Here are some pictures of some of my old Hahn snowblowers. They all run and blow snow. I have one more but I didn't pick it up yet. When I do I'll add that photo. I also have 3 MTDs but only because 2 were free and the 10/28 electric start with headlight was $50. I'm going to look at an Allis Chalmers this week to add to the collection!


----------



## 69ariens (Jan 29, 2011)

Nice collection


----------



## classiccat (Mar 1, 2014)

+1...Quite a collection of old Iron! 

Which model of Allis Chalmers are you picking up?

I never realized that the 2 stages don't have auger gearboxes! Dumb question...does the auger stop when the wheel stops or is there some sort of clutch?


----------



## KennyT (Nov 21, 2017)

Nice vintage machines. Thanks for posting.


----------



## SiliconDoc (Apr 15, 2018)

Just got one like the 2nd pic 24 with the v tire tread.
Fixed point wires yesterday then ran her for 10 mins - carb drain was leaking - no forward power, neutral isn't available - something started to rattle hard so I shut her down. Never engaged the auger lever. The darn plastic thread oil dipcap was a real pain crossthreaded - dremel, heat, sanding... finally got that screwed back in after prelim oil check.
That's it, part of the sellers pic


----------



## HCBPH (Mar 8, 2011)

classiccat said:


> +1...Quite a collection of old Iron!
> 
> Which model of Allis Chalmers are you picking up?
> 
> I never realized that the 2 stages don't have auger gearboxes! Dumb question...does the auger stop when the wheel stops or is there some sort of clutch?

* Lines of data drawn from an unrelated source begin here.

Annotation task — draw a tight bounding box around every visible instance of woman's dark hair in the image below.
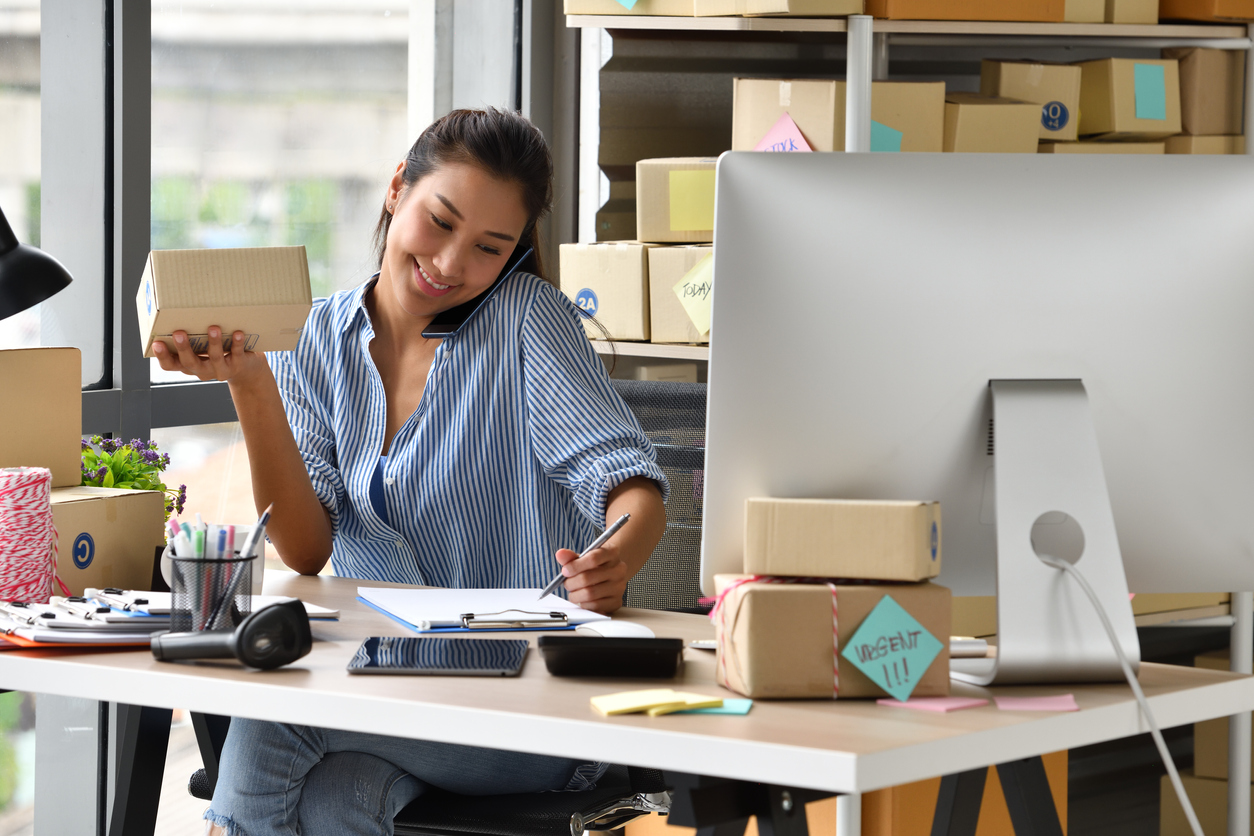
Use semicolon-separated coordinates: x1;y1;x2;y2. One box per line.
375;108;553;277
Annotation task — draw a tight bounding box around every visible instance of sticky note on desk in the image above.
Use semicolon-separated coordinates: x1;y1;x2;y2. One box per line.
1132;64;1167;119
668;168;715;232
675;251;714;337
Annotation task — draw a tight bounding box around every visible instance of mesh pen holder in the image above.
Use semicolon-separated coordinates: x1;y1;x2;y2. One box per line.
169;551;257;633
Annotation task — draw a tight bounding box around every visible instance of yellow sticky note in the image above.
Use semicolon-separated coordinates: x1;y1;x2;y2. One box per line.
675;252;714;337
670;168;715;232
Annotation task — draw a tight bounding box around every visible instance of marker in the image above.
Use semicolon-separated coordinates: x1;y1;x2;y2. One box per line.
537;514;631;600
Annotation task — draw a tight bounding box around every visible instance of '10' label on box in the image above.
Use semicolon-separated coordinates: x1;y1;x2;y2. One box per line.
840;595;944;702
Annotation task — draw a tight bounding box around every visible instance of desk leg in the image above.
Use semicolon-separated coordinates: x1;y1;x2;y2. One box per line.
109;704;172;836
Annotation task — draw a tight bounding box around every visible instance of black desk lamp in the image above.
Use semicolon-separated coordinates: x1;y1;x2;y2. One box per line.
0;201;73;320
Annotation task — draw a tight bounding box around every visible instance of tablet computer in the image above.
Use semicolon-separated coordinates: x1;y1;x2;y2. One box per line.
349;635;527;677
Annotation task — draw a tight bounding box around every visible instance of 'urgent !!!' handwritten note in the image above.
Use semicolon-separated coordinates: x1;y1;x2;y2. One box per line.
840;595;944;702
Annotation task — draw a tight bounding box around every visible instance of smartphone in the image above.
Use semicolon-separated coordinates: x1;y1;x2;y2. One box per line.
423;246;534;340
349;635;527;677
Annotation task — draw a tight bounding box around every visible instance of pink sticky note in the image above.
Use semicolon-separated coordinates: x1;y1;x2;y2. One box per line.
754;113;813;150
993;694;1080;711
875;697;988;713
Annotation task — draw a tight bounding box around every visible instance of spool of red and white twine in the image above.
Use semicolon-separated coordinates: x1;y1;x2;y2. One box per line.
0;468;69;604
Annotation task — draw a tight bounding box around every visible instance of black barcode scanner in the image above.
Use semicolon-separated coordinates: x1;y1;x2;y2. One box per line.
152;598;314;671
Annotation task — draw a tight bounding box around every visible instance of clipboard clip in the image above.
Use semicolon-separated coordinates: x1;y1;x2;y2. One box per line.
461;609;571;630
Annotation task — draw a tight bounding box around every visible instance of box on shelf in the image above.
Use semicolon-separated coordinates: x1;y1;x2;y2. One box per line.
714;575;949;699
731;79;944;152
695;0;863;18
0;347;83;488
636;157;719;243
1165;134;1245;154
1162;46;1245;137
979;60;1080;142
944;93;1041;154
1106;0;1159;24
867;0;1066;23
135;246;314;357
51;486;166;595
558;241;652;340
1080;58;1180;139
745;496;941;582
1037;140;1166;154
1159;0;1254;23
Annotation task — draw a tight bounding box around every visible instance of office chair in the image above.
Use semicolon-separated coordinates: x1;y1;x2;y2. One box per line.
187;380;709;836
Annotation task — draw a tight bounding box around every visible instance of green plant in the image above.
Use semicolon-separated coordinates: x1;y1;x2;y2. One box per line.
83;435;187;519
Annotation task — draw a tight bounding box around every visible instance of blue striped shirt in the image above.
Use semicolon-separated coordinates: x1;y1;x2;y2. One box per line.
268;273;666;588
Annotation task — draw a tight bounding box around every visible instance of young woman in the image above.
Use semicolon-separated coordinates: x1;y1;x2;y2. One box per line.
157;109;666;836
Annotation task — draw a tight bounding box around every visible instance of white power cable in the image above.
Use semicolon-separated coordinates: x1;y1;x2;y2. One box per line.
1037;554;1204;836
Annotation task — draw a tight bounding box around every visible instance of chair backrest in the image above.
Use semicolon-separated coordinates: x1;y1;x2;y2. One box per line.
613;380;706;612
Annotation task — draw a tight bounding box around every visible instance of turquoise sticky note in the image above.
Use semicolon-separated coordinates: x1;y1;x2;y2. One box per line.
870;119;902;153
840;595;944;702
675;698;754;714
1132;64;1167;120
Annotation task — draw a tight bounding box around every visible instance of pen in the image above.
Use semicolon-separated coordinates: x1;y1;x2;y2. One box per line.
537;514;631;600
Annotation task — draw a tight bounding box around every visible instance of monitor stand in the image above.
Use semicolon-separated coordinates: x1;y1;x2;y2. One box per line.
951;380;1141;686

I'm interested in that also. Pardon my ignorance but it looks like it's a single stage unit driven via the drive wheel. So if it stops, does the auger stop? If you back it up, does the auger turn in reverse? I'd like to see a little explanation on these units.


----------



## DriverRider (Nov 20, 2016)

HCBPH said:


> I'm interested in that also. Pardon my ignorance but it looks like it's a single stage unit driven via the drive wheel. So if it stops, does the auger stop? If you back it up, does the auger turn in reverse? I'd like to see a little explanation on these units.


That is a chain guard outboard of the right tire so the auger would be chain driven off the wheel axle just like the Snowbird.


----------



## survivor (3 mo ago)

Stihlmill said:


> Here are some pictures of some of my old Hahn snowblowers. They all run and blow snow. I have one more but I didn't pick it up yet. When I do I'll add that photo. I also have 3 MTDs but only because 2 were free and the 10/28 electric start with headlight was $50. I'm going to look at an Allis Chalmers this week to add to the collection!


i was curious, did any of your Hahn snowblowers have a brigss & stratton engine with the gas tank mounted carb on them?


----------



## Oneacer (Jan 3, 2011)

@survivor .. I responded in your other thread.


----------